There are international, regional and local banks, all of which are well-financed, well-regulated and well-run. Although there have been one or two notorious banking scandals in the region (notably the closure of BICC bank), banks are generally healthy, with enough financing to ensure they can cope with future difficulties.
Banks fall into a number of categories. Some central banks operate as clearing banks as well as regulatory institutions. Corporate (or merchant) banks provide venture and investment capital for institutional investors. Investment banks sometimes extend their services to individual investors in addition to corporations - ‘high net worth individuals’ interested in portfolio management. Finally, there are retail or ‘high street’ banks for everyday use.
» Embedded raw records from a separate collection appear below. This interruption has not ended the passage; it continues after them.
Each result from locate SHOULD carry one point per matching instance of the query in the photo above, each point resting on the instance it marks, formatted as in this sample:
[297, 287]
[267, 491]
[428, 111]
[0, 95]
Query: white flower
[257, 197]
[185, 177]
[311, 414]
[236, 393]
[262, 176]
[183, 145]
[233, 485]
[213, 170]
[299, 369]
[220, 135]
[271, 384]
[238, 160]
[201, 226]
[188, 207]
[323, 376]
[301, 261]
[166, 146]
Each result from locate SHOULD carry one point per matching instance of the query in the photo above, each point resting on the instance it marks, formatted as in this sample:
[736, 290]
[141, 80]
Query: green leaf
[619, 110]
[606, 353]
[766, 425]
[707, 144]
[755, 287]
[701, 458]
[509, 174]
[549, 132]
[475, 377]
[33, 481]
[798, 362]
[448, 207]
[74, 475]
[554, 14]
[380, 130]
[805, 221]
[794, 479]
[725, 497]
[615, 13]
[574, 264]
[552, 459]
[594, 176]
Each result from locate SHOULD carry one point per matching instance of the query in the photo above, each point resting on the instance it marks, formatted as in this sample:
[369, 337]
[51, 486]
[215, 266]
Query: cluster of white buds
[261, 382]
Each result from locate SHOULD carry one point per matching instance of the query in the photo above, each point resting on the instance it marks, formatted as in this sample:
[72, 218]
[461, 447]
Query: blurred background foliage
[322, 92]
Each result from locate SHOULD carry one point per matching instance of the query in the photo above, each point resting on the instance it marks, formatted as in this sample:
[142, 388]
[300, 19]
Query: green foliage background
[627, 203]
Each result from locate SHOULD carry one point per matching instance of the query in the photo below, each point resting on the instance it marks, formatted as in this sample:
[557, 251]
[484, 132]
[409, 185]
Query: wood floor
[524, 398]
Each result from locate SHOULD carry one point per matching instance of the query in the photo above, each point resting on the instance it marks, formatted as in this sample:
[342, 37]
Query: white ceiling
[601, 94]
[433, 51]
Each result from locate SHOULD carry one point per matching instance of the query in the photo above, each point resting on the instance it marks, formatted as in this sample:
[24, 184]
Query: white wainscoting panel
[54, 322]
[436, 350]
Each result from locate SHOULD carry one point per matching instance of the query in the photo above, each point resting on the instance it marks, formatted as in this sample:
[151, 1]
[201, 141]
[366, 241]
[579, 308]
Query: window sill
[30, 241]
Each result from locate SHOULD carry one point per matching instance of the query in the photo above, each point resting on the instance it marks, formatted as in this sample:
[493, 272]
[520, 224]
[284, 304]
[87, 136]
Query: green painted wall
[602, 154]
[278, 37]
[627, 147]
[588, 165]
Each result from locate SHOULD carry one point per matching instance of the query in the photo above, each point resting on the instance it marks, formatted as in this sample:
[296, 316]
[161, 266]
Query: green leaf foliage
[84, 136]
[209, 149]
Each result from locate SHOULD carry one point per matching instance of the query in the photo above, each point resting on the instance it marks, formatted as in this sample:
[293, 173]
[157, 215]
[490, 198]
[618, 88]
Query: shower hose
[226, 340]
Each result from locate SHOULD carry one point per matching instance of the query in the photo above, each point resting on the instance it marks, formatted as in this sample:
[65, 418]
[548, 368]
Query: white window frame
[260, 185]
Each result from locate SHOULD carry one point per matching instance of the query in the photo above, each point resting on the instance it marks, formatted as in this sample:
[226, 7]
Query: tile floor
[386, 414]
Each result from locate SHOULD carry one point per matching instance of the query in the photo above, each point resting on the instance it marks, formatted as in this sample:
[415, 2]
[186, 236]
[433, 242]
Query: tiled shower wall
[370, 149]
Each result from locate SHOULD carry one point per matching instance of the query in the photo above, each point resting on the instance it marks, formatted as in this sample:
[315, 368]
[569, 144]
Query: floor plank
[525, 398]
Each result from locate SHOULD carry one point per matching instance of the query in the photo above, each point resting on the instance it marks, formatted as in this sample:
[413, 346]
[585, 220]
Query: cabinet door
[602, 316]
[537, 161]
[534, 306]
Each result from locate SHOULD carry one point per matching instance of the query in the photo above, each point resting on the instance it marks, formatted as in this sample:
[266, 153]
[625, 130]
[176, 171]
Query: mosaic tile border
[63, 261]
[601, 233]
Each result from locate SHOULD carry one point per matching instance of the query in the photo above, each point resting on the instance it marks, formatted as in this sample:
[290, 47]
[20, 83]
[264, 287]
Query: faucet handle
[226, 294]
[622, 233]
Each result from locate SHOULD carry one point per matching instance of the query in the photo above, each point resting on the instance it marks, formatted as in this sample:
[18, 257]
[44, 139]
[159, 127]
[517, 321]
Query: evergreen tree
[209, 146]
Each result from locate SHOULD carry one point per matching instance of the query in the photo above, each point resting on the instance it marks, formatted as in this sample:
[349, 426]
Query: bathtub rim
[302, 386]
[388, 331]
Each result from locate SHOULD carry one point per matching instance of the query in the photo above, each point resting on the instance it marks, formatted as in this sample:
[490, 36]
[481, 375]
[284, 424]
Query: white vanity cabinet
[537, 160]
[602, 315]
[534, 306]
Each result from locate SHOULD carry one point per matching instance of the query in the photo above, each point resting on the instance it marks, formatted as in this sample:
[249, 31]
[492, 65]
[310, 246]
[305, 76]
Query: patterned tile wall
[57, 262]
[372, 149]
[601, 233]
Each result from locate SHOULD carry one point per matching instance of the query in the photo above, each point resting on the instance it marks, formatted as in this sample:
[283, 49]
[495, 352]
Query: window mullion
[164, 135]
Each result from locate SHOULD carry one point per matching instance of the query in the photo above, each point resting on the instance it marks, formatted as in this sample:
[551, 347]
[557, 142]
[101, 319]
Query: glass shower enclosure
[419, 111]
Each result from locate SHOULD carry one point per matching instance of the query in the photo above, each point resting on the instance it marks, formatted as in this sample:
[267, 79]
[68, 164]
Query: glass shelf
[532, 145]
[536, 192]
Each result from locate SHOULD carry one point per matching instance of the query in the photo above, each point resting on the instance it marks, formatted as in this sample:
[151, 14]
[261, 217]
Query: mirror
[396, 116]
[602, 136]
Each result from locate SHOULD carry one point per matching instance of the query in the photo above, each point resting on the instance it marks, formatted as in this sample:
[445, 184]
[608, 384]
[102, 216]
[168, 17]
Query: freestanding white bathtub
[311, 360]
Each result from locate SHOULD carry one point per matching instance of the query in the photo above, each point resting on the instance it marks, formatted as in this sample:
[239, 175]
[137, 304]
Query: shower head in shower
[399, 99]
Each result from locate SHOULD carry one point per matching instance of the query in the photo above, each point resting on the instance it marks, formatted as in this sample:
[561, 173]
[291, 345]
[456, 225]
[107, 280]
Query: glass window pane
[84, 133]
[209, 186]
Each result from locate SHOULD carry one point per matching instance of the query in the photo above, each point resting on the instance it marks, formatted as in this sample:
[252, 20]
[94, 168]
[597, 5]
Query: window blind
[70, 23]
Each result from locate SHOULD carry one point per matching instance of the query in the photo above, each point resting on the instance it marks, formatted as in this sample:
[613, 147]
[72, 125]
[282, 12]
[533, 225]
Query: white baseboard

There are no savings and loan banks or mutual building societies. ´Normal´ Omani banks handle these services.
While it is highly unlikely, you may find yourself investing (or doing business) with an Islamic bank. These banks are regulated according to Islamic law, which makes for some interesting conlicts of interests. For instance, since collecting interest is forbidden (haram) by Islamic law, Islamic banks have developed numerous work-arounds to invest money and offer mortgages without collecting interest. Study up on the finer points of Islamic law if you plan on dealing with Islamic banks in Oman.
As a working expatriate, you’re likely to open a standard current or deposit account with one of the many international banks found throughout the region. Banks such as Standard Chartered, Citibank, British Bank of the Middle East and others provide reasonable service, with low charges and generous loan terms.
Some banks offer drive-in services, while others provide mobile banking facilities for outlying villages and remote areas. Large industrial complexes often have banks on site for their workers´ convenience, as do certain civil service organisations (such as police training centres).
There are variations in bank opening hours throughout the region. In general, banks are open from 8:00 to 13:00, Saturdays through Wednesdays, and re-open in the afternoon from 16:30 to 18:30. On Thursdays, opening hours are usually 8:00 to 12:00.
Like other businesses, banks are closed on Fridays (the Muslim holy day).
Companies dealing in foreign exchange and money transfers usually work later in the evening, particularly those located in shopping malls and along main shopping thoroughfares. At major international airports, bank facilities are usually open 24 hours.
Banks observe the same holidays as companies in the private sector.